Just adding to Sean's info, above ...

In model RR, a 2% grade is common ... about 48" of horizontal "run" for every 1" of vertical rise.

That said, model RR real estate is a precious commodity, and people often don't have that much runway. 3% could be a choice to consider, and for strong engines and/or short loads (few cars in tow), 4% would be pretty aggressive.

TJ


----------



## manchesterjim (Dec 30, 2011)

tjcruiser said:


> Just adding to Sean's info, above ...
> 
> In model RR, a 2% grade is common ... about 48" of horizontal "run" for every 1" of vertical rise.
> 
> ...


I haven't done anything yet with elevations (but I'm building that into the new generation), however I think that a good 3% grade and running a consist of 2 locos or more would be a pretty realistic thing to see! 

For the one I'm building.....I have double mains. On one end of the run, there will be an option to take the longer, elevated route. If I don't think a particular consist will handle it, I can chose the "low road"! 

Jim


----------



## zorba (Aug 6, 2012)

i think the engine i have (one of them) is pretty strong, and im not going to be pulling 10 - 15 cars like some of the vids ive seen here, maybe 5 - 7 at most. so i would say 3 - 3.5% should be ok?

even at 4% you need 2.25m of track to get to clearance height and another 2.25 track to get down. thats 4.5m of track total just for that part. 

hrm. i need to get the plan book off my old man and start working it as the book has the plan he wants to copy directly but i want to modify it to have an elevation and tunnel as described above.


----------



## tkruger (Jan 18, 2009)

Consider this to avoid an error that I did. The figures in that chart are for straight runs. If there are curves you will need a longer run to reach the height. Going around a curve reduces the tractive effort of your locomotive. This is because one of the wheels must slip due to the lack of a differential. This decreases the number of wheels actually pulling on the locomotive. 

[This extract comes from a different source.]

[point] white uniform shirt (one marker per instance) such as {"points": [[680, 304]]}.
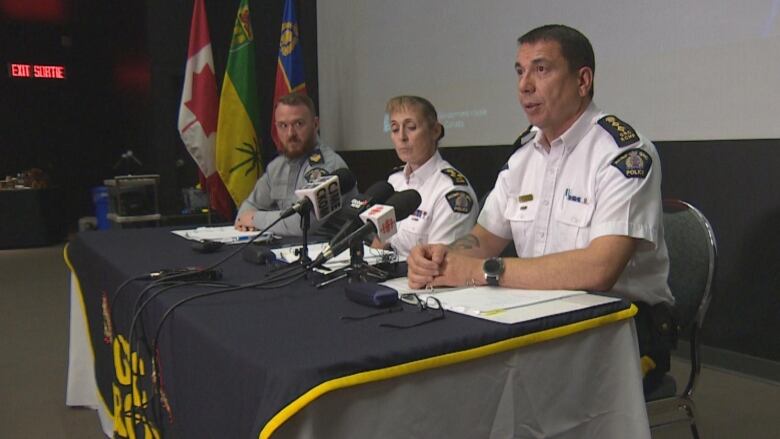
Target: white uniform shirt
{"points": [[448, 209], [599, 178]]}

I found this out the hard way by cork-screwing up a hill on my lay out with a 3.5% grade. Only my larges engines could pull the large trains on the mountain run. Since that discovery a bypass was added.


----------



## zorba (Aug 6, 2012)

i was thinking of halving the distance required byt having one track go up and the other go down.

will require some effort tho.


----------



## cv_acr (Oct 28, 2011)

As easier way to figure grade than using a chart or table is to use the simple formula for the slope of a line.

It's simply:

slope = rise / run

Multiply by 100 to make it a percentage.

If you know the grade (slope) and height (rise) required, just reverse the calculation to solve for distance (run).* Basic high school math from this point forward.

*(Caveat: you'll probably end up wanting to add a little bit to the distance to allow for the transition from grade to flat. If it's too abrupt, bad things like pilots bottoming out at the bottom of the grade or couplers separating at the top of the grade can occur. )


----------



## Carl (Feb 19, 2012)

As indicated up, the best advice one can offer is to use a 2% slope. It seems that when one goes beyond 2%, all kinds of funny things happen, some or total loss of traction, especially has the number of cars being pulled is increased.


----------